Anthracnose—also called Leaf Spot Fungus–is a catch-all name to describe several diseases caused by fungi that flourish in wet weather.
Anthracnose causes small, dark spots with yellow halos to develop on leaves. The spots become sunken lesions. Lesions may also form on stems and fruits. Leaf spots grow larger, become angular, and then dry until the centers of the spots fall out leaving holes in the leaves. Infected leaves often drop prematurely. Spore masses which look like pink slime may ooze from the lesions. Diseased stems and twigs die back.
Target Plants: Bean, cucumber, pepper, potato, melon, tomato, watermelon, gourds (usually not a problem on peas, squash, or pumpkin), and bramble fruits. Trees: dogwood, ash, elm, maple, oak, sycamore, and other trees.
- Bean leaves develop dark red or black spots on undersides; spots are often elongated dark brown and may follow veins. Spots may appear on upper surface of leaves.
- Bean pods develop spots or lesions that may be filled with pink masses of spores. Seeds in pods may have dark spots.
- Chinese cabbage develop small, round gray spots on leaves; elongated spots develop on stems.
- Cucumbers leaves develop yellow, water-soaked spots on leaves; spot turn brown
- Cucumber stems may develop pink, jelly-like lesions; when stems are affected plant may drop leaves.
- Cucumber fruits develop dark, sunken areas with pink spores.
- Lettuce leaves develop small, round gray spots; elongated spots develop on stems.
- Melon leaves develop light brown spots that turn to reddish brown on muskmelons black on watermelons. Spots enlarge. Leaf may shrivel and die.
- Melon stems develop water-soaked, elongated; leaf stems become sunken and brown.
- Melon and cucumber fruits develop dark, sunken lesions.
- Pepper fruits develop small, circular, water-soaked spots as fruit approaches maturity; as spots darken and deepen they develop concentric circles; in warm weather, the spots soon penetrate and spoil the fruit.

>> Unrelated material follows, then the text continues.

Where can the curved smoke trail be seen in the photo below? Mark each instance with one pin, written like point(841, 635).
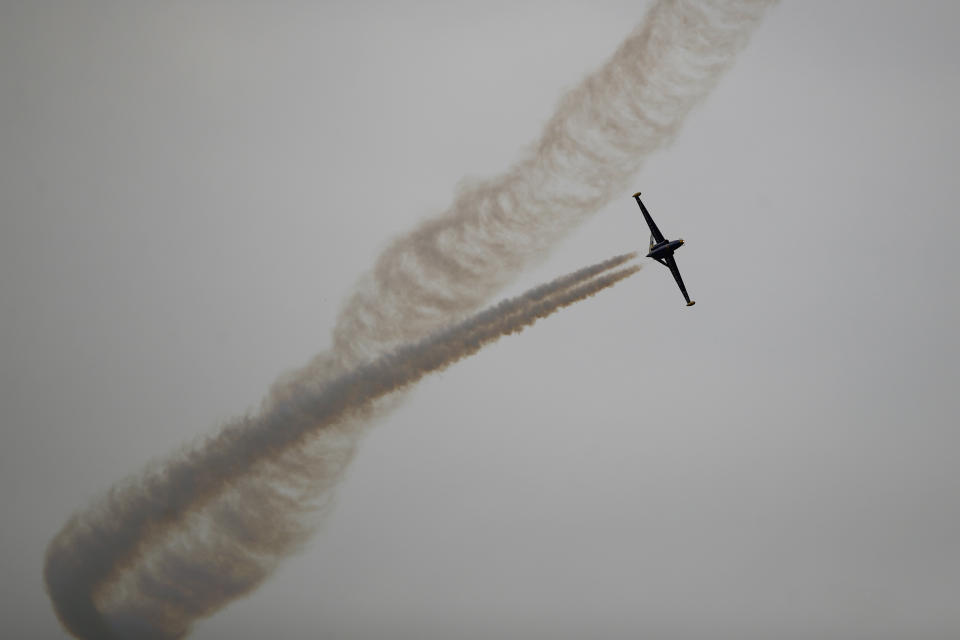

- Potato stems develop lesions just below the soil surface.
- Potato tubers develop black dots on the skin.
- Radishes develop small, round gray spots on leaves; elongated spots develop on stems.
- Raspberries (black) purplish circular sunken spots develop on lower canes; spot centers turn gray; berries ripen unevenly.
- Rhubarb stems and petioles develop water-soaked spots
- Strawberry stems girdle before they can root.
- Tomato fruits develop tan spots that become dark depressed spots; concentric rings are often visible in the spots.
- Tomatoes fruits develop small, circular, water-soaked spots as fruit approaches maturity; as spots darken and deepen, they develop concentric circles; in warm weather, the spots soon penetrate and spoil the fruit.
- Turnips develop small, round gray spots on leaves; elongated spots develop on stems.
How Spread: Fungi spores are spread by wind, rain, insects, and by gardeners handling wet plants. Spores can enter plants through wounds or through leaves when plants are wet. Spores may also be carried in infected seed. Spores germinate only in a water film. Spores grow at temperatures between 59°-77°F.
Life Cycle: Fungus overwinters as mycelium in seed and in garden debris. Spores formed in the spring are splashed on host plants where they germinate. Ne fungi form a peg at the end of the hyphae which can mechanically invade plants tissue.
Organic Control and Prevention: Wetness encourages these fungi.
- Grow resistant varieties. Use certified disease-free seed grown in the western United States.
- Avoid overhead irrigation. Avoid wetting foliage.
- Grow crops on trellises or poles to encourage good air circulation.
- Mulch around plants to decrease splashing from rain or sprinkler irrigation.
- Trim overhead trees or shrubs to increase sunlight to sun-loving plants.
- Avoid working among wet plants.
- Prune out infected branches or twigs.
- Remove infected plants from the garden.
- Burn or dispose of diseased plants.
Non-Organic Controls: Fungicides include lime sulfur, Bordeaux mixture, and chlorothalonil. These fungicides may be harmful and toxic to humans, animals, beneficial insects, bees, aquatic animals when not applied properly. Consult your cooperative extension for application information.
Disease Range: Eastern and Central United States, southeastern Canada, seldom seen in arid climates.
Scientific name: Colletotrichum spp., Gloeosporium spp.